As if reading her thoughts, John stopped the movement of his chair. The quiet and constant creak of his rocker had been more soothing than the silence. He was watching her in that way he always did, trying to read what was behind her eyes, trying to understand… perhaps even wondering if she was really ready to know the truth; the real reason she had to live this lie.
Mahren had never asked why, because she could always see the remembered pain in his eyes. He had already lost her mother, and he would do anything to protect her. As far as she knew, this was the only way he knew how.
He took a long slow drag from his pipe. The puff, puff, puff was a quiet sound, nearly drowned out by the crickets and the singing night cicadas. The distant cry of a calling nighthawk came and went nearby.
He was about to ask. She could sense his question hanging there, waiting to be uttered. She could feel his emotion too—something she had always been able to do with most people—tonight that emotion was nearly as tightly wound as her own.
“Mahren… I know you saw something today,” he sighed the admission as though it had been a long time coming. “I know you see things now and then.” He shook his head in disdain.
There was resentment there, but for whom was it intended?
“If you want, you can tell me about it. Maybe I can help you to interpret it…” he was full of understanding and sympathy. So the anger is with himself… not me.
She swallowed hard. How could he possibly know that she had visions? Telling him of this one would only bring up that pain again; that terrible memory of last year. She shook her head slightly, not wanting to talk about it. Yet the fact that he knew she had visions continued to swirl in her mind. How does he know?
“Perhaps it was a flashback? We all still suffer from that terrible event. I can understand if you need to talk about it. But remember, as terrible as it was for us to witness such a thing, the pain is tenfold for Horavol and Raiff. Maybe this is what you were picking up on today?”
She thought about the dead woman lying on the ground, her dark hair. Could that have been Emily? A shiver went through her as the images from that horrific night were already beginning to swarm, unwanted yet needing to have their say. She remained quiet and looked away, her throat too tight to voice her thoughts, even if she wanted to.

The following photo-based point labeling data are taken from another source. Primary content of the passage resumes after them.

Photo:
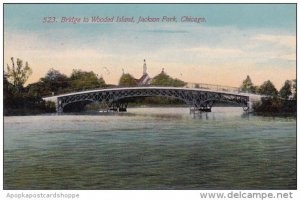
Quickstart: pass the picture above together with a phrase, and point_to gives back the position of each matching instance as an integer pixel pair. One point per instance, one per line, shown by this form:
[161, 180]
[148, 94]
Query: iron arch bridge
[115, 98]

A week before that ‘terrible event’ she had dreamed of it, and then it had happened. Since then, she’d had several dreams that never came true, but today had been different. There was something eerily familiar about the strange, waking dream she’d had of Raiff, and this is what worried her the most. She could feel it in the air—something was coming.
She shivered despite the hot breeze—even with the sun down, the heat was oppressive. This fact reminded her of the present. She could sense that it was becoming increasingly difficult for the people to ignore their fears as their world began to die around them. The heat of this drought was making everyone a little more on edge. Perhaps that was all she was feeling.
She peered up at her father. When she didn’t answer he had become quiet again himself, smoking his pipe and rocking slightly in his chair, while looking out at the night. She could feel the regret, the anger, the sadness that was just beneath the surface. He always kept it in check, but just barely.
So he was aware of her dreams… How? Did he know why she had them?
There was something more to everything, she was sure of it now. What happened to Emily had something to do with why they were here. It had to be connected to the real reason she was living this lie.
Father had always promised to tell her someday, and she had always remained patient because she didn’t like to see the pain of those memories move through his eyes. But tonight she decided it was time. She needed to know the truth.